PARAGRAPHE 1-Une offrande en héritage 002

          

            Pour essayer d’oublier l’angoisse de la Grande Guerre, le ménage Trichet s’attable quelques soirs par semaine, au café du Dôme du boulevard Montparnasse. Dans cet établissement à la mode, le Tout-Paris intellectuel aime à rencontrer des artistes reconnus, des impresarios, des marchands d’art, des collectionneurs et toute une faune d’étrangers. Léonie préfère la Rotonde, le café d’en face qui accueille les artistes maudits, parias et souvent dépouillés de leurs œuvres pour quelques sous. Après avoir acheté ses cigarettes au marché noir auprès du patron de l’établissement, elle assiste aux va-et-vient de Picasso cherchant des querelles amicales à Modigliani. Elle assiste en terrasse à la mendicité d’Utrillo pour quelques verres d’alcool de plus, ou aux ronflements de Soutine ivre mort, et aux chants des poètes marginaux.
             Rapidement, les fréquentations amicales de Léonie deviennent insupportables pour son mari, il exprime sa jalousie avec violence. Ce professeur de musique âgé souffre de l’envahissement de ces artistes étrangers pendant que ses amis français meurent au combat contre les Allemands. Dans son magasin de musique, l’époux aigri revendique haut et fort d’y recevoir des artistes et des esthètes qui échangent d’autres certitudes que celles de ces immigrés miséreux. En réalité, par un phénomène d’acculturation artistique, les années de la Grande Guerre ont totalement bouleversé la culture parisienne, certains Français refusant avec véhémence cette assimilation culturelle non choisie. En 1920, la guerre est finie depuis deux ans et Paris s’étourdit dans les Années folles. Léonie Trichet accouche, en novembre de la même année, d’une petite Josette (ma future mère). Pour contribuer aux dépenses familiales, elle abandonne ses prestations auprès de l’Orchestre Colonne et donne des cours de piano et de violon. 
             En automne de 1923, la petite Josette Trichet vient d’avoir trois ans et réussit à se hisser sur un tabouret pour jouer du piano, sans jamais l’avoir appris. Bientôt, monsieur Trichet, son père, expliquera fièrement aux journalistes comment il a découvert le don de son enfant qui possède l’oreille absolue.
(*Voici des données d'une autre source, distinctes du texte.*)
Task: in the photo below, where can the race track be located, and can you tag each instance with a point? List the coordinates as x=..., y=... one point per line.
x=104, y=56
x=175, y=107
            À cette époque, la poétesse américaine Gertrude Stein et son frère Léo surveillent avidement le bouillon de culture de Montparnasse. Ils ont rendu célèbres Picasso, Braque et Matisse en Russie et aux États-Unis. La poésie de la peinture de Modigliani est pour la plupart rassemblée — et endormie — chez le collectionneur français Jonas Netter. Ce sont les années de domination des surréalistes sur le reste des arts. Un jeune artiste peintre montparnassien, Émile Guillaume, surgit dans le cercle des débats artistiques du quartier. Il habite rue Vercingétorix, à quelques pas du magasin de musique des Trichet. Il est diplômé des Beaux-Arts de Paris, et voue une admiration sans retenue à son maître Henri Cormon. Il professe des idées rebelles et prétend échapper à la mainmise des marchands d’art sur la majorité des collectionneurs. Pour lui, depuis l’après Première Guerre mondiale, le succès d’un artiste français dépend uniquement des dollars et du bon vouloir du goût américain. À la terrasse du café du Dôme, parfois il provoque la foule en criant : vive la Bretagne ! Vive les ciels des bords de mer ! Vive le bleu ! Vive la fuite loin de Paris. Émile est surtout un charmeur échappé avec succès de ses études au grand séminaire, et qui bouffe du curé ; sa mère le destinait à devenir cardinal. Cet artiste peintre de souche bretonne garde des idées bien arrêtées contre sa génitrice, il est en colère et le fait savoir par ses bruyants discours sur les arts. Certaines langues murmurent qu’il est l’amant de la jeune épouse du marchand de musique de la rue de Vanves.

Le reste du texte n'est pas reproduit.